Among many parameters of tolDCs, their stability is of upmost importance (Figure 1). DCs are sufficient for CD8⁺ T-cell priming in vivo (97) and in pathogenesis of T1D they are instrumental for mounting effector T-cell responses involved in β-cell destruction (98, 99). Tolerogenic DCs used as a therapy for autoimmune diseases or allergies are likely to encounter inflamed environments and their compromised stability could lead to a change toward immunostimulation with possible dangerous consequences, especially in case of antigen-loaded tolDCs. Similarly, hyperglycemia and consequent oxidative stress may alter tolDCs effectivness by reducing their T regulatory capacity (86). Naranjo-Gómes et al. compared the stability of clinical grade human tolDCs stabilized by a cytokine mix and showed that vitamin D3, rapamycin or dexamethasone conditioning suppressed allogeneic proliferations and IFN-γ production and led to stable tolerogenic phenotype in vitro (80). Similarly, dexamethasone-treated tolDCs further stabilized by monophosphoryl lipid A (MPLA) displayed a stable and enhanced migratory phenotype (100). We have reported stable mouse tolDCs prepared with vitamin D2/dexamethasone and exposed for 24 h to MPLA (42). Other protocols used LPS (36, 46) or its combination with IL-10 (69) or IFN-γ (81). Both protocols that progressed to clinical trials used stabilized tolDCs in animal experiments (36, 46).

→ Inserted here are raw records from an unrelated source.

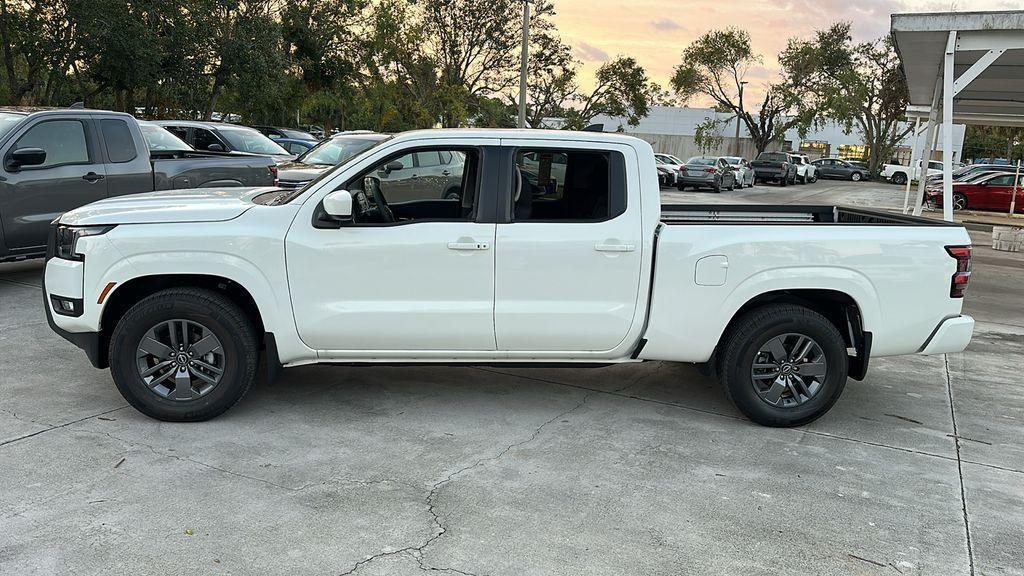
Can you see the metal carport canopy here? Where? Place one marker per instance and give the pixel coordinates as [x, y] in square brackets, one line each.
[970, 66]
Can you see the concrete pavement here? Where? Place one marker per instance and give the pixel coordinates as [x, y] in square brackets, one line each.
[629, 469]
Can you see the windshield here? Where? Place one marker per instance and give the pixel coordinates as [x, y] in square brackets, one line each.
[288, 196]
[336, 151]
[8, 120]
[160, 139]
[246, 139]
[701, 161]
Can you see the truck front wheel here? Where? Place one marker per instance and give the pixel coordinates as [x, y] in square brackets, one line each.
[183, 355]
[783, 365]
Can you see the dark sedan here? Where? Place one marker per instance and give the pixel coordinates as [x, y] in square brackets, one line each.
[707, 171]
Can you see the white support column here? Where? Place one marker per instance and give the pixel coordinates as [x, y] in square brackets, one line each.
[926, 154]
[947, 129]
[913, 158]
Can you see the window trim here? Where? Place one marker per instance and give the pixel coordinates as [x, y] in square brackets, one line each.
[88, 145]
[505, 186]
[485, 193]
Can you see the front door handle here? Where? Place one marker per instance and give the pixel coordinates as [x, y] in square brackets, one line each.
[615, 247]
[469, 246]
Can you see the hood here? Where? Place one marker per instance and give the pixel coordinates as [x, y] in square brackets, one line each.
[299, 171]
[196, 205]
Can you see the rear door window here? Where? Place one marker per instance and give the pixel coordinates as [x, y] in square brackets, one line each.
[118, 139]
[577, 186]
[64, 141]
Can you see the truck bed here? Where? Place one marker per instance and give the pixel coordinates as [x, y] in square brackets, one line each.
[674, 214]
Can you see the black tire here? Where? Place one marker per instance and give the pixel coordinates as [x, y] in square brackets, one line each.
[213, 311]
[742, 343]
[960, 201]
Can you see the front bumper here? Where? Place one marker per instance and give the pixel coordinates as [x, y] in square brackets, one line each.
[89, 341]
[952, 334]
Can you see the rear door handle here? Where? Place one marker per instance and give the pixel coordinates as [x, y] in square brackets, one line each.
[615, 247]
[468, 246]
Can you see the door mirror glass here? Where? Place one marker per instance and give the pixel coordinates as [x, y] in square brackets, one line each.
[338, 205]
[26, 157]
[392, 166]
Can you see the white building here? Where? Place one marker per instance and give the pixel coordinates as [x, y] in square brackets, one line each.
[671, 129]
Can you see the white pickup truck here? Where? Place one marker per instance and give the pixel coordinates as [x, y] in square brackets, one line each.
[898, 174]
[181, 292]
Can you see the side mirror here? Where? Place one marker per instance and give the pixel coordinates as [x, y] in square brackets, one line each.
[338, 205]
[392, 166]
[25, 157]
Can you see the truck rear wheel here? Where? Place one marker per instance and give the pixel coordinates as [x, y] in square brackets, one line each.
[183, 355]
[783, 365]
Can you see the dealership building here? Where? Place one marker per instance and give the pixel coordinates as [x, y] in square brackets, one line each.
[672, 130]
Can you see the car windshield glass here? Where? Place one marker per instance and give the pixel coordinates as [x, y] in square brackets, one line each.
[293, 194]
[246, 139]
[336, 151]
[160, 139]
[7, 121]
[702, 161]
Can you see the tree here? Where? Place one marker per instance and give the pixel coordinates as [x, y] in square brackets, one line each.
[858, 85]
[622, 90]
[708, 136]
[714, 67]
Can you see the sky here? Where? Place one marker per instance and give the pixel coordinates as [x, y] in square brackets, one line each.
[655, 32]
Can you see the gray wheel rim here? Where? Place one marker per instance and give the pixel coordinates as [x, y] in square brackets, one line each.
[788, 370]
[180, 360]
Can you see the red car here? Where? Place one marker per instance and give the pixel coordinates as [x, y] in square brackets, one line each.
[993, 192]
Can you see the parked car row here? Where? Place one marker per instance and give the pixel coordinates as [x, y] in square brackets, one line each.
[57, 160]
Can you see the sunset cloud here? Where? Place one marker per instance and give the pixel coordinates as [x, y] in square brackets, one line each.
[656, 32]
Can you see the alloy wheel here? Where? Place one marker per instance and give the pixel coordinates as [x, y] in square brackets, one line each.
[788, 370]
[180, 360]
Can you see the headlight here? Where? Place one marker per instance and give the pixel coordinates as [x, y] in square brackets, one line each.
[67, 239]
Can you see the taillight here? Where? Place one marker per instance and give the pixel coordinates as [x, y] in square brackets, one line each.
[963, 276]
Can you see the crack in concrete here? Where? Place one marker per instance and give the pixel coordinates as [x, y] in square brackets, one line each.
[58, 426]
[960, 464]
[438, 527]
[734, 417]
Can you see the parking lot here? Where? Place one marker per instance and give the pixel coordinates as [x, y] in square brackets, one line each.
[623, 470]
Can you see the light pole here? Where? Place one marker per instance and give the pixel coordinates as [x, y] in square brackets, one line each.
[523, 63]
[741, 84]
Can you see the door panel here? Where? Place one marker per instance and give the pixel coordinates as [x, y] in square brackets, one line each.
[404, 286]
[567, 285]
[398, 287]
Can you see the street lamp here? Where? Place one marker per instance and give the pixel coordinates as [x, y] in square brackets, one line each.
[741, 84]
[523, 63]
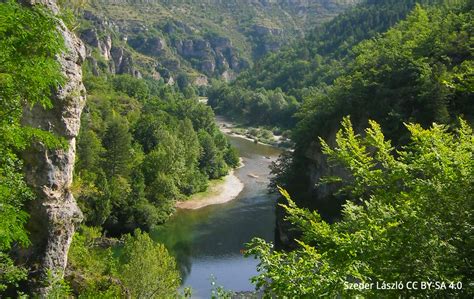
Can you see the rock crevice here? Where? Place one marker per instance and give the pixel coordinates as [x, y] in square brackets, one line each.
[54, 214]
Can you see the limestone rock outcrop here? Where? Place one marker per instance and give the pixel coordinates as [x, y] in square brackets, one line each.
[54, 214]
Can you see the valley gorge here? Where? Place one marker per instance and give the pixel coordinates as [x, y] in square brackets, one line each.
[236, 149]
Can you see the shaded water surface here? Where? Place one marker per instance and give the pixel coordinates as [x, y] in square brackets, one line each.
[208, 242]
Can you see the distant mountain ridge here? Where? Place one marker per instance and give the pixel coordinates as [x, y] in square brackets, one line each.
[212, 38]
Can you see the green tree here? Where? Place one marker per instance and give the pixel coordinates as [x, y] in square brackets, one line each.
[148, 271]
[29, 71]
[211, 161]
[409, 217]
[117, 143]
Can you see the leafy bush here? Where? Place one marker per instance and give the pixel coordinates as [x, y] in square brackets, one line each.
[409, 217]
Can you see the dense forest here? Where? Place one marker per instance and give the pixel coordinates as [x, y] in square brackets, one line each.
[143, 146]
[376, 190]
[403, 189]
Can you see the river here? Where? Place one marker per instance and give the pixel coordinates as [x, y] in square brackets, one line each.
[208, 242]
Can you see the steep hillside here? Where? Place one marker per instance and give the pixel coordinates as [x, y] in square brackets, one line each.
[212, 38]
[390, 61]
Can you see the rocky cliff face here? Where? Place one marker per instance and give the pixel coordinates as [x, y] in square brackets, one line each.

There are also reports of unstable tolDCs not suitable for cell therapies (101). Attempts to further harness stability of tolDCs (Figure 1) were undertaken e.g., DCs transduced with human 25-hydroxyvitamin D 1α hydroxylase (102), whereas Chai et al. reported that recombinant OCILRP2-Fc (Osteoclast inhibitory Lectin-related Protein 2) inhibits LPS-driven maturation and differentiation of BMDCs (103). The modulating effects of vitamin D3, rapamycin dexamethasone, TGF-β and IL-10 were also assessed in a comprehensive study with clinical grade tolDCs by Boks et al. who nicely documented superior tolerogenic effect of IL-10, including stability of DCs and induction of Tregs with strongest suppressor activity on T cells (104). Thus, propagation of tolDCs with IL-10 (39, 43, 52) might be superior to GM-CSF+IL-4 only. Unfortunately, many of the animal protocols use immature DCs without terminal differentiation and/or their stability was not adequately addressed (Table 1). Since tolDCs stability is critically important for translation to humans, it should be thoroughly addressed for any protocol developed with this intention.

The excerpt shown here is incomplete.